Parallel to the coastline the hotels loomed up, one after the other, countless charter flights poured into them constantly. Bougainvillea bloomed beside the entrance. A man in an emerald-green waistcoat took my suitcase. On the reception desk was a sign. Honored guest, the algae on the beach is a natural phenomenon, we are unable to remove it completely. The algae is a part of the ecosystem. The sea will remove it by itself. The management thanks you for being understanding .
We went down to the breakfast room. A low mist hung in the room, coming from the fried eggs, bacon, the steam from chafing dishes. We found a little table by the window. The food was spread out over a few islands, between them people swarmed with plates in hand. The conveyor toaster was of particular interest to me. You put a slice of bread on a conveyor belt and it was roasted top and bottom by glowing spirals — when it reached the end of the belt the bread fell onto a little slide and was ejected from the machine, toasted and all. An industrial, efficient process, in keeping with the mass tourism along this stretch of coast.
‘Mostly Germans here,’ my mother said. ‘It’s very inexpensive. I could spend the rest of my life here if I wanted to.’
Emotion sticking like a fishbone in my craw. The rest of her life, it might be long or short, what is clear in any event is that Death has reminded her of their rendezvous. Was she always so clumsy with knife and fork? I look at her like a collector. I collect memories.
At four in the afternoon I awoke from a deep sleep and started the day for the second time. From the window I could see on the beach the plague of algae I had read about downstairs. Dark brown, a thick layer meters wide, tossed up by the sea. Beyond that, along the remaining strip of sand, were wicker parasols.
The corridors were long and dark, from behind the doors came the sounds of human lives. The wind whistled down the hallways. I almost fell into the elevator, which had stopped a good thirty centimeters lower than I had expected.
I found her on one of the recliners along the narrow stretch of sand.
‘Feeling rested, sweetheart?’ she asked.
She wasn’t wearing a top. I wondered whether that was acceptable in this part of the world, with its Arab prudishness, but noticed that other women were doing the same. There was a bright red spot on her right nipple. It looked scaly, infected.

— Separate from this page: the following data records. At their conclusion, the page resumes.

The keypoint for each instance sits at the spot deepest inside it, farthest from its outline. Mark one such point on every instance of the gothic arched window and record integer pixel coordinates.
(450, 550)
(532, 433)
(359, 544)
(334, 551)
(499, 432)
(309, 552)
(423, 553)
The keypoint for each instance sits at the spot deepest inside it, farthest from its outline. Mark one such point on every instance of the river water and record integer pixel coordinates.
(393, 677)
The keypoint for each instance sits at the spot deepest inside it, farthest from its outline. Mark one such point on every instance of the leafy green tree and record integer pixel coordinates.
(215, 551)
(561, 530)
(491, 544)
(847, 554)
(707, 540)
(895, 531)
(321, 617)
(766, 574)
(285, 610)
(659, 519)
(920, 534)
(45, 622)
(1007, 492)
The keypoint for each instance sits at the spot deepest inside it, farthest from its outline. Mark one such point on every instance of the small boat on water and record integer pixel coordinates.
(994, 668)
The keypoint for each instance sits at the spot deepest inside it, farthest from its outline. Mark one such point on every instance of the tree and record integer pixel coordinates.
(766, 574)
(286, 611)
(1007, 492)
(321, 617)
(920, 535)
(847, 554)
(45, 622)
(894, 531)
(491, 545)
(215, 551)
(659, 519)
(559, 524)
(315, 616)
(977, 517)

‘And now,’ I said after a time, ‘what about that?’
I nodded at her breast. She looked at it.
‘This,’ she said, ‘is not cancer, this is a challenge.’
I shook my head slowly, in disbelief.
‘Is that what the doctor said, Mrs. Unger, you have a challenge ? It looks scary. Aggressive.’
‘It’s not that bad, is it? Like an insect bite or something.’
‘The crab, Mother, that’s what bit you.’
She shrugged.
‘Those are only metaphors.’
‘What are you planning to do about it? Do you even have a plan?’
‘I have an appointment in Cologne in December. It’s quite a drastic procedure, you know, it makes you very ill, but I’ve heard such good things about it.’
‘Such as?’
‘He sort of heats the cancer, those cells can’t take it and they die.’